The country can't afford ideology just now; it needs results. There is a whole fiscal structure to repair and a nation's confidence to restore.
The president-elect's campaign promise to kill the goose that lays the golden eggs -- by raising taxes on the country's highest earners -- has been put on hold for the duration. Ditto, his pledge to repeal the Bush tax cuts that sparked the economic boom earlier this decade. Barack the Practical isn't about to tax American capital even more, not when investment is sorely needed. Apparently nothing concentrates the mind so wonderfully as the prospect of becoming president of the United States in less than 60 days.
No doubt Barack Obama's gift for rhetoric will still soar from time to time, and his voice will again thrill. But the hands on the financial controls will likely be Timothy Geithner's. Which is assuring.

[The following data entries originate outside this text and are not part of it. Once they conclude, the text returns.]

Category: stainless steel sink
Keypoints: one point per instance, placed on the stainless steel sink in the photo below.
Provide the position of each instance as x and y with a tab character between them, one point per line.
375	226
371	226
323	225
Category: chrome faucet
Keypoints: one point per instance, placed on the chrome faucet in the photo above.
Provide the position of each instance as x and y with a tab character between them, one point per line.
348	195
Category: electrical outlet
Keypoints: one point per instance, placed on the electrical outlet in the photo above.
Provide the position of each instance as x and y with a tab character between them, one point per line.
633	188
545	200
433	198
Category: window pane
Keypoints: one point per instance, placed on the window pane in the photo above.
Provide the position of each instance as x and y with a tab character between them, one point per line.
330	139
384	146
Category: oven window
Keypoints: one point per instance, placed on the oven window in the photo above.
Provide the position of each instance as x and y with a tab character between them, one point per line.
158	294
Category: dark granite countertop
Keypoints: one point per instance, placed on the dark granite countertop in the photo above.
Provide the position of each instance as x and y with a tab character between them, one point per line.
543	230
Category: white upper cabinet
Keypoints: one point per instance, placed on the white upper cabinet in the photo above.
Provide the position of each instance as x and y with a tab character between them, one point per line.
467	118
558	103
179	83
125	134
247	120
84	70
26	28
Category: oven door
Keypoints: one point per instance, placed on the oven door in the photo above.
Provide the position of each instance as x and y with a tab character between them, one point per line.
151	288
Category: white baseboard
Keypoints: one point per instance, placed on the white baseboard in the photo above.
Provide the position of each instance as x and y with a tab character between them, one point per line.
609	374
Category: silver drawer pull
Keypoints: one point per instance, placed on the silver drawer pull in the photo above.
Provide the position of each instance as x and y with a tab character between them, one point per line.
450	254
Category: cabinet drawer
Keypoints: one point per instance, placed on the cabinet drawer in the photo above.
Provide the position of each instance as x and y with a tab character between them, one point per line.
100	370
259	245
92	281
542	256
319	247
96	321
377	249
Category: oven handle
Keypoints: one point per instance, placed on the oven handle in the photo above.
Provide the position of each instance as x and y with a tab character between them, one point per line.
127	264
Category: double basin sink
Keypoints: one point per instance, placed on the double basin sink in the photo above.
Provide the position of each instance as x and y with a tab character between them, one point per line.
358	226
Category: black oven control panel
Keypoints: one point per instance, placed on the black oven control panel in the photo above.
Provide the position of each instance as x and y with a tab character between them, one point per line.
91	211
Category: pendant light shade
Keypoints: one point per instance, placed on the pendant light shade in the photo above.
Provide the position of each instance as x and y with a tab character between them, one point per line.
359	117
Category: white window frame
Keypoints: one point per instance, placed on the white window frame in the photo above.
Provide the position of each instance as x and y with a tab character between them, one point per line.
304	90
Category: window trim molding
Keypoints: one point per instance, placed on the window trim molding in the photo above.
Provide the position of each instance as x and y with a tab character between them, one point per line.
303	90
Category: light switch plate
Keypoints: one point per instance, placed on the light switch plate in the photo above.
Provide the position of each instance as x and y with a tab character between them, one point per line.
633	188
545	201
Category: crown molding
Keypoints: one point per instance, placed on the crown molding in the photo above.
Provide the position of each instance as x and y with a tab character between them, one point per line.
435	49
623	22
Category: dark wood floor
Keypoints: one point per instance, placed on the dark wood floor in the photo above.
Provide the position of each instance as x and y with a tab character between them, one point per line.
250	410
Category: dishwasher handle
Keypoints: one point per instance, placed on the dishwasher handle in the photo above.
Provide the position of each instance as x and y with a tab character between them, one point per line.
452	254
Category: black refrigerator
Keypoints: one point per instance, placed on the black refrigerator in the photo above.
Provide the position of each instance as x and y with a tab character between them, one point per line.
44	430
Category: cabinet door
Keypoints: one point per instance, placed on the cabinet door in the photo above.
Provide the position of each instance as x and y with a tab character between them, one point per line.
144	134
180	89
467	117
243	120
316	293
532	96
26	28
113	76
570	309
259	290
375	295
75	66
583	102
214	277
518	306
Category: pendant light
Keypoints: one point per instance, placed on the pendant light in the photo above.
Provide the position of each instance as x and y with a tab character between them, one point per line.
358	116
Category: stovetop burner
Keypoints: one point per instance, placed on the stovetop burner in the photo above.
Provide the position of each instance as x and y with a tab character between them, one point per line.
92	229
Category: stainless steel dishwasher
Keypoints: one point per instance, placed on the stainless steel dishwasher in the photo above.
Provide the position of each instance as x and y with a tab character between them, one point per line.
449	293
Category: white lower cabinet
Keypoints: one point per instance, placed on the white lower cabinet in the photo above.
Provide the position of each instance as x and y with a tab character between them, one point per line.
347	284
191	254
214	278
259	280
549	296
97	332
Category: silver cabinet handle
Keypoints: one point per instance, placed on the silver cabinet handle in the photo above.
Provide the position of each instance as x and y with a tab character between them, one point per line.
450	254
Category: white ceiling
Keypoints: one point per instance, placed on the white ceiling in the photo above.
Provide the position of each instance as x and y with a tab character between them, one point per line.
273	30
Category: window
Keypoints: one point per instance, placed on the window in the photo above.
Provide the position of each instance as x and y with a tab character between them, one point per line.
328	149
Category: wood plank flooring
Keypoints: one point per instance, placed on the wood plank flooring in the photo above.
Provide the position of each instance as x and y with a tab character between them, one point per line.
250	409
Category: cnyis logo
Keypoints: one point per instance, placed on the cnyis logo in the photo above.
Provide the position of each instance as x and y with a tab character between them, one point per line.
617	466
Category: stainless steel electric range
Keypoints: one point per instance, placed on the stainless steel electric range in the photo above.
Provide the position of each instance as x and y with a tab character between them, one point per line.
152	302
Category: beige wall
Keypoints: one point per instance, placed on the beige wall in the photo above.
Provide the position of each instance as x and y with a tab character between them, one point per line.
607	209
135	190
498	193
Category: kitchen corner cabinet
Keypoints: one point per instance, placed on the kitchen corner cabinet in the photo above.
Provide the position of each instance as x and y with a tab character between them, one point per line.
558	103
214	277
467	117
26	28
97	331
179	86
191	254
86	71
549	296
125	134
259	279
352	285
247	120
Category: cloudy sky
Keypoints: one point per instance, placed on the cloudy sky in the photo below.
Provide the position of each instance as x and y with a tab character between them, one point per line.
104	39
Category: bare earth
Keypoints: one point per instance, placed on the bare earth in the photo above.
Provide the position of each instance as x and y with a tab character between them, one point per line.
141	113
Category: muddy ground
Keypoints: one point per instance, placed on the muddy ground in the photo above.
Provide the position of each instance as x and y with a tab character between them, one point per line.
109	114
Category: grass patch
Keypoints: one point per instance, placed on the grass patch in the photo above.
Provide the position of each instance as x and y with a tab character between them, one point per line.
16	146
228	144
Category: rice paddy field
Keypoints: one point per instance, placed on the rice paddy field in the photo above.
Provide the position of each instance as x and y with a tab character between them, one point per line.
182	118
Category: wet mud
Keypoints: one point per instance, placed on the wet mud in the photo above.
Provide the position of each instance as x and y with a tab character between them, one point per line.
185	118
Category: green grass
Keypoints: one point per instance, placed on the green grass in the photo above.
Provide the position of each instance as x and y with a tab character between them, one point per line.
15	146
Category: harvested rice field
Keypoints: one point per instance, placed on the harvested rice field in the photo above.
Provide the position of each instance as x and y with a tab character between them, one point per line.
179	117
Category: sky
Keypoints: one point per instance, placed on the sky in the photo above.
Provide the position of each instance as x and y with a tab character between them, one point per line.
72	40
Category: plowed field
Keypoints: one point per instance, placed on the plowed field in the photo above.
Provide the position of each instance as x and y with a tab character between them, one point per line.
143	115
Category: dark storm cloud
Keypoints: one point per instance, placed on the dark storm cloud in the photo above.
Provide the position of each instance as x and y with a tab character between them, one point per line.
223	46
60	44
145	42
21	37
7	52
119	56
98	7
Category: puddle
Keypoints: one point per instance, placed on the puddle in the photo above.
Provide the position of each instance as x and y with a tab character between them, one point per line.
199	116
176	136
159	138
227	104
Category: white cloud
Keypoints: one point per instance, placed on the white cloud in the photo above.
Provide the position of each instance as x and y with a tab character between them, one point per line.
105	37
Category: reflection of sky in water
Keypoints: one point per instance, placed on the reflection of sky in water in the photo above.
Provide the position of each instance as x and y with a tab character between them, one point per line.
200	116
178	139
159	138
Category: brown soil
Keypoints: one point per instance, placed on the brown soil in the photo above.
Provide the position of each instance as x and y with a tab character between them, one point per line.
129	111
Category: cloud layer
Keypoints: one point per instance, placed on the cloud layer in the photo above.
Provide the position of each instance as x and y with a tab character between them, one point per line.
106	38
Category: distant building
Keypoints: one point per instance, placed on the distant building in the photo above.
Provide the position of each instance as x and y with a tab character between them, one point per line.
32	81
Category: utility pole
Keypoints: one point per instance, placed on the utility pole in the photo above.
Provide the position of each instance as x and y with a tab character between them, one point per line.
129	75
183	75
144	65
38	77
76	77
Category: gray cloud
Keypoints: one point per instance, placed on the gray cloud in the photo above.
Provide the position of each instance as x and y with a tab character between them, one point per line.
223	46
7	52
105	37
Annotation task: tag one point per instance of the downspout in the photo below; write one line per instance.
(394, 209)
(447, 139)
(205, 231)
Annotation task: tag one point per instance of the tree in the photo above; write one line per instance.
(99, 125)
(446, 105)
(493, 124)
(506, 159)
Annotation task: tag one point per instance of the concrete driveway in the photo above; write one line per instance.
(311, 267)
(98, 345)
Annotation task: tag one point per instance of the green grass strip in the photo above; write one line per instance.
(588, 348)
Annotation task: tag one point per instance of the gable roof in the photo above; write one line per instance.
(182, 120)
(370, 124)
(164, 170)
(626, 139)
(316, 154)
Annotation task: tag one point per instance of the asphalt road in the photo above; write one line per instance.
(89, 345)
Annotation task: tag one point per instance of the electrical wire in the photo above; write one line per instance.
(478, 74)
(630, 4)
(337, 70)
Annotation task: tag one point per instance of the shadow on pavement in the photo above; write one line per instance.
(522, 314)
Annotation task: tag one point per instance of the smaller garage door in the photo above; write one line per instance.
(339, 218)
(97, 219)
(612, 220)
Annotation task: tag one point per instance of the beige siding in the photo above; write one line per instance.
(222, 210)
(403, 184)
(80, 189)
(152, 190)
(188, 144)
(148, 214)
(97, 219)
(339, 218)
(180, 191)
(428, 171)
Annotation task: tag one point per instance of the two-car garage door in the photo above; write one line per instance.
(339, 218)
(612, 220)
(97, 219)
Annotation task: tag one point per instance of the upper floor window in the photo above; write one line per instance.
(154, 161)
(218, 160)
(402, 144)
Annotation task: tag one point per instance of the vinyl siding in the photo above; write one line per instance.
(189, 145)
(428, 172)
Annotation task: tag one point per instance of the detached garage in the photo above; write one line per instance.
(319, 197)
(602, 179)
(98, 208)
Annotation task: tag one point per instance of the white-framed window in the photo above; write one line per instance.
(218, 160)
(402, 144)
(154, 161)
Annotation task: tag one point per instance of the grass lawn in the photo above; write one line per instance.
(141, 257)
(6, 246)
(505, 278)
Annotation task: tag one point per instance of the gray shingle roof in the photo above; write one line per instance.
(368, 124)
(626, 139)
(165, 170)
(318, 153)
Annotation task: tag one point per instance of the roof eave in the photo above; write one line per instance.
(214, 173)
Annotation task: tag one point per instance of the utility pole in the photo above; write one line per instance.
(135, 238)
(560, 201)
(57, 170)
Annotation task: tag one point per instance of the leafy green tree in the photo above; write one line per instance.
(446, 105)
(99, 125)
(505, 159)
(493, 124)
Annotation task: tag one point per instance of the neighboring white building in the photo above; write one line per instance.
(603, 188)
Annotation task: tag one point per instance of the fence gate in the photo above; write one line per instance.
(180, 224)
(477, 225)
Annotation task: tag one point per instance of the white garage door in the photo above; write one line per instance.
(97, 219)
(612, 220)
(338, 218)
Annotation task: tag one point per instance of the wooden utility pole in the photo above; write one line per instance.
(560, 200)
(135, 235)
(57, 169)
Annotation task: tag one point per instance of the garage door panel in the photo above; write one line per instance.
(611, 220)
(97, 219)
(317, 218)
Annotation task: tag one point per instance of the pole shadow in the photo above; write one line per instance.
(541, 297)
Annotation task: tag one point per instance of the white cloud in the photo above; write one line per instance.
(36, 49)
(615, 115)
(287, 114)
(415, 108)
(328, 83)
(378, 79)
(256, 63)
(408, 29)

Also assuring is the emergence of Hillary Clinton as the next secretary of state -- if only she can free herself of the albatross represented by her spouse's financial entanglements around the globe, which will inevitably raise questions of a conflict of interest on her part.
But in her own right, Sen. Clinton has much to recommend her as secretary of state. During the presidential debates, she played bad cop to Barack Obama's good one. Lest we forget, she was an early advocate of deposing Saddam Hussein in Iraq. And she supported the war there, at least till it grew unpopular, at which point she sought to appease the growing influence of the defeatists and conspiracy theorists in her party's primaries. A born fighter, she's not likely to surrender in Iraq now that victory is in sight. And she's consistently taken a tough line against Iran's mullahs and their incendiary front man, Mahmoud Ahmadinejad.
Not the least of the advantages that would accrue from having Hillary Clinton as secretary of state is that she would be safely removed from having anything to do with national health care. Her last try at "reforming" it in the early, chaotic days of the Clinton administration was more bureaucratic nightmare than real solution. (Thankfully, it never got off the crammed drawing board.)
Hillary Clinton's appointment as secretary of state would be another tribute to Barack Obama's determination to govern rather than continue campaigning. In the spirit of Lincoln in his critical time, he's proceeding to form a team of rivals.